Rum’s Eg is an ancient, old English version of the name for Romsey and was also chosen as a catchy, unusual name for the town’s art and craft gallery and creative centre when it opened at 27 Bell Street. Founded by Siriol Sherlock in 2012 it promotes the work of local artists.
There’s a lovely welcoming feel to the town, which comprises architecture ranging from the 16th to the 18th century. Plaza Theatre is a fine art deco building where there are numerous productions throughout the year. After a stroll, a cup of tea and a slice of cake can be enjoyed in the café at Rum’s Eg. It’s certainly popular with my wife and children. Home to a selection of art and craft, sourced from selected professional artists within a 70-mile radius, there is a great deal of choice from ceramics and jewellery to paintings and even sculpture. “We showcase some excellent work by Hampshire based artists as well as some from Dorset, Wiltshire, Sussex and Surrey,” says Siriol.
Many of Britain’s characterless high streets are in the doldrums as national retailers report sliding sales. Romsey is home to a number of independent businesses such as Rum’s Eg and this together with its historical backdrop provides tourists and shoppers with a destination to find unique gifts.  
Rum’s Eg refers to the Rum's area surrounded by marsh and is thought to be abbreviated form of a personal name like Rumwald, meaning glorious leader. Rumwald itself has a number of alternative spellings such as Runwald, Rumbald and Rumbold. Rumwald was actually a medieval infant saint in England, said to have lived for three days in 662. He is said to have been miraculously full of Christian piety despite his young age, and able to speak from the moment of his birth, professing his faith, requesting baptism, and delivering a sermon prior to his early death. Several churches were dedicated to him.
Even today there is a fairly strong religious feeling to the town thanks to its Abbey, founded in 907 with nuns founding a community in the small village. The church was burnt down by the Vikings in 993 and rebuilt in stone.

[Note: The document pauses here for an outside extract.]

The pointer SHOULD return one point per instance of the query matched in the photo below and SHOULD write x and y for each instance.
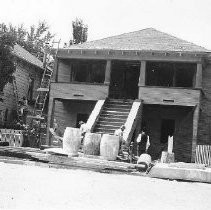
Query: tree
(7, 63)
(80, 31)
(33, 40)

It was the Normans, between 1120 and 1140, who built the current abbey that dominates the town on the site of the original Saxon church. A hundred years later some 100 nuns lived in the convent.
The town’s first charter was granted by King Henry I which allowed a market to be held every Sunday, and a four-day annual fair in May.
During the Middle Ages the lucrative woollen industry powered Romsey's growth and survived until the mid 18th century where it was beaten by competition from the north of England. Romsey continued to grow and prosper until plague struck the town in 1348, which is thought to have killed about 500 people here.
Focus turned away from wool production to new fast-growing enterprises including brewing, papermaking and sackmaking; all reliant upon the abundant waters of the Test.
By 1794 a canal connected Romsey to Redbridge. On the outskirts of the town Lord Palmerston, the 19th century Prime Minister was born and lived at Broadlands, the large country estate. His statue stands in the Market Place outside the town hall. Broadlands later became the home of Lord Mountbatten of Burma who is buried in Romsey Abbey. He was killed by an IRA bomb explosion in Ireland in 1979. Later, the Prince and Princess of Wales spent the first night of their honeymoon at Broadlands.
Romsey makes for a good day out and can cater for a variety of interests from history to art and theatre.